His next game, the fifth in the World of Darkness, was Changeling: The Dreaming, designed with Sam Chupp, Ian Lemke and Joshua Gabriel Timbrook.
[1] Rein-Hagen was developing a science-fiction game called Exile to be published in 1997 and owned by a non-profit known as the Null Foundation. White Wolf encountered financial difficulties in 1995–1996, which resulted in a falling out between Rein-Hagen and Wieck and his brother Steve Wieck, so Rein-Hagen left White Wolf taking Exile with him.[1] His Null Foundation released a draft of Exile for playtest in 1997, but the game was never fully published.[1]
He served as a writer and producer for , a 1996 TV show loosely based on Vampire, produced by Aaron Spelling and shown on Fox TV.[4] He was unhappy with the finished product because FOX's producers had a vision for the series he did not share. “The show wasn’t as good as it could have been, if they only had listened to me more.”[2] Kindred was cancelled after eight episodes, however, following the death of its star Mark Frankel any attempts to revive it were abandoned.[5] Rein-Hagen continued to work in Hollywood for four years total, but disillusioned and fed up trying to make it as a writer, he decided to leave it behind. “It was the goal of my life, but finally I just left”.[2]
Rein-Hagen founded the company Atomaton, Inc. a few years later, which published his game Z-G in 2001, but Atomaton ceased operation in 2003.[1]
Rein-Hagen published Whimsy Cards,[6] Ars Magica, and major Ars Magica supplements through Lion Rampant with Jonathan Tweet.[7] Tweet and Rein-Hagen worked with Stevens, John Nephew, and others who would become hobby game professionals.[7]
Rein-Hagen, along with Ray Winninger and Stewart Wieck, made significant contributions to a game called D.O.A., designed by Greg Gorden of Mayfair Games in conjunction with White Wolf, but the game was never published.
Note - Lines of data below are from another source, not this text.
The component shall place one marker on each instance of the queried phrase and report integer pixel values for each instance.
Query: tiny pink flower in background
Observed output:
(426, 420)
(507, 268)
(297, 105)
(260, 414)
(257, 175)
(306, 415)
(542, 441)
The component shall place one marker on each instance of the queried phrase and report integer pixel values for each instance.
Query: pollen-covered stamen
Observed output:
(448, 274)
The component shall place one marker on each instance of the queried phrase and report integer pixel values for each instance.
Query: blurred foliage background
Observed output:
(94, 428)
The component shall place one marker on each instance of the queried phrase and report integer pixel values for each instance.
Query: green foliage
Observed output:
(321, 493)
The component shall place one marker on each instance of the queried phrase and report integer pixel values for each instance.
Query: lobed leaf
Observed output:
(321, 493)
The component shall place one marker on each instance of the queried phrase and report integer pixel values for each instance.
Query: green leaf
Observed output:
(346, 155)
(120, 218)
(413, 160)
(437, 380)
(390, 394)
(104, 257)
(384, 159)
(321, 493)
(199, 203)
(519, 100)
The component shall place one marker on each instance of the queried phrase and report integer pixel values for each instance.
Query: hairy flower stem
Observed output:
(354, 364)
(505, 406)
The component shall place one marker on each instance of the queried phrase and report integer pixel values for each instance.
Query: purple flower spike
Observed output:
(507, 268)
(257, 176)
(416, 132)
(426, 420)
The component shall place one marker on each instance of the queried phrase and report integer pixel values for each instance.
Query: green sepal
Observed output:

It was based on a concept called "Inferno" that Rein-Hagen had previously spent years working on at Lion Rampant, in which the player characters were all dead characters from previous campaigns.[1]
Rein-Hagen sold his shares in White Wolf in 2007 and left the gaming field.[1] As of mid-2008 he was living in Tbilisi, Georgia, with his wife and child during the Russo-Georgian War (2008 South Ossetia War). Rein-Hagen was evacuated with other US citizens living in Georgia and founded the site sosgeorgia.org (now defunct) to help the international media track what was happening there.[8]
In 2012 Rein-Hagen worked on a card game called Democracy for his company Make Believe Games.[9] This game was successfully funded by Kickstarter in November 2012.[10] As of December 3, 2014, over two years after funding, fulfillment is largely complete. On February 4, 2014 Rein-Hagen released a statement citing poor health as the reason for his lack of communication and promising that backers would get their game. Commentators were extremely unhappy with the tone of the message and complained that Rein-Hagen's ill health had not affected his ability to work on other crowd-funded projects.[11] The game Democracy shipped on November 18, 2014.[12]
In a YouTube interview, Rein-Hagen spoke fondly of his former work on role-playing games and how he is working on a new role-playing game. Rein-Hagen elaborated on this role-playing game in March 2013, in another YouTube interview, describing some of the mechanics and speculating on a release date without naming it. In addition he discussed his new game Succubus: The Reborn. Succubus: The Reborn had a kickstarter through Make-Believe Games that started on March 18, 2013 and failed to be funded on April 19, 2013.[13]
The result of a June 2013 Kickstarter campaign, a horror RPG entitled I Am Zombie was released in 2015.[14] [15]
Some of Rein-Hagen's current projects in development include The World of Lostlorn, The Curse of BloodStone Isle, and FangKnight.[16]